L'OSPITE
14.03.18 - 07:000
Aggiornamento 16:57

Tra "vaffa" "va fa'n'culo", l'allenatore ha sempre da perderci

Sarri e Mancini, che problemi. Ma davanti a provocazioni o insulti il mister deve subire in silenzio? Arno Rossini: «La serenità dovrebbe essere messa davanti a tutto»

NAPOLI (Italia) - Uno ha fatto una battuta in conferenza stampa, l'altro ha risposto stizzito a un tifoso che l'aveva insultato. Entrambi, visto il ruolo che ricoprono, tenuto conto del fatto che svolgono una professione che li costringe a stare perennemente sotto la luce dei riflettori, sono passati dalla parte del torto.

Questa è la strana storia di Maurizio Sarri e Roberto Mancini i quali, dopo un weekend per loro avaro di soddisfazioni, si sono lasciati scappare un "vaffa" di troppo. Sollevando un polverone. Il tecnico del Napoli, incalzato da una giornalista dopo il pari di San Siro contro l'Inter, ha risposto - ridendo però - «Sei una donna e sei carina, per questo non ti mando affanc...». Il mister dello Zenit San Pietroburgo ha invece replicato con un poco felice «Tu e tua sorella» a un delusissimo tifoso che su twitter aveva vergato un pittoresco "Va fa'n'culo".

Ora, va bene essere i protagonisti dello spettacolo, essere privilegiati ed essere strapagati; ma gli allenatori (ma anche i giocatori) come si devono comportare davanti a una provocazione o a un'offesa? Hanno il diritto di replicare o hanno il dovere di incassare in silenzio?

«Prendo spunto da quel che faceva Ancelotti nelle conferenze stampa quando era al Milan - è intervenuto Arno Rossini - che la squadra avesse vinto o perso il suo atteggiamento non cambiava. Metteva la serenità e la tranquillità davanti a tutto».

Nonostante abbia chiaramente fatto una battuta, Sarri non avrebbe dovuto dire quella frase alla giornalista. Ha fatto una pessima figura.
«Vero. Si deve però pure ammettere che chi pone il quesito, se sa che questo può essere un tranello o può scatenare una polemica, deve avere anche l'intelligenza di interpretare la risposta che riceve. Nella sua posizione l'allenatore del Napoli avrebbe potuto evitare quell'uscita, questo è assodato; non penso in ogni caso che abbia voluto essere offensivo o che abbia qualcosa contro le donne».

Il vespaio però è stato scatenato.
«Ma credo che velocemente tutto tornerà come prima. La giornalista ha cavalcato l'onda della polemica e ottenuto visibilità. Sarri si è scusato e magari le regalerà un mazzo di rose bianche, con consegna al San Paolo.

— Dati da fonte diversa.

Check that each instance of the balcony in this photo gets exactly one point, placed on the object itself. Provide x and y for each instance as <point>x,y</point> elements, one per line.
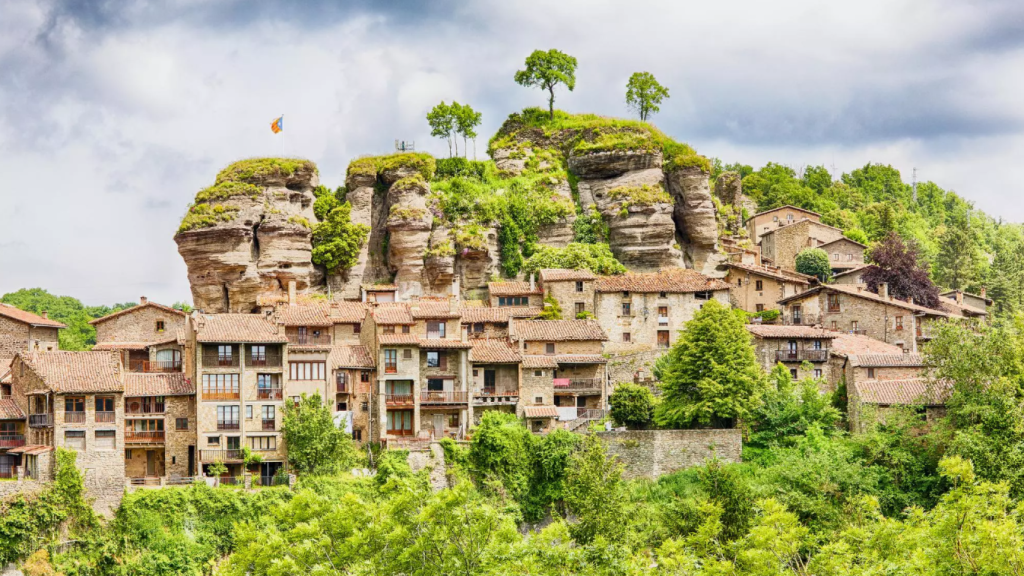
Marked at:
<point>456,397</point>
<point>802,355</point>
<point>147,437</point>
<point>11,441</point>
<point>40,420</point>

Tutto si spegnerà presto, vedrete».

Diversa è la situazione di Roberto Mancini, che ha risposto piccato, via social, all'insulto di un tifoso. Mettiamo subito le cose in chiaro: il prezzo del biglietto, quello che paga un appassionato per andare allo stadio, comprende anche gli improperi nei confronti dei tesserati?
«Per il Mancio, dite bene, la situazione è diversa: prendersela con i tifosi non è mai una mossa azzeccata. Detto ciò, a chi va allo stadio normalmente è permesso tutto».

Quindi l'allenatore di turno deve incassare e tacere?
«Alimentare le polemiche non è mai saggio. Queste sono come i funghi, spuntano ovunque. Meglio concentrarsi sul proprio lavoro e provare a controllare quel che si può».

Immaginiamo che dalla panchina gli insulti si sentano.
«Si sentono eccome».

E quindi?
«Sei in campo, quindi sei un bersaglio facile. Non rispondi a tono e, al massimo, il tuo unico pensiero deve essere quello di tornare in fretta negli spogliatoi quando finisce la partita».

Mancio quindi ha sbagliato?
«A rispondere? Diciamo che non gli è certo convenuto. Via social media poi... ha fatto una mossa pericolosa. I tifosi contribuiscono a pagarti lo stipendio, attaccarli che senso ha? Se in più i risultati non sono neppure dalla tua parte...».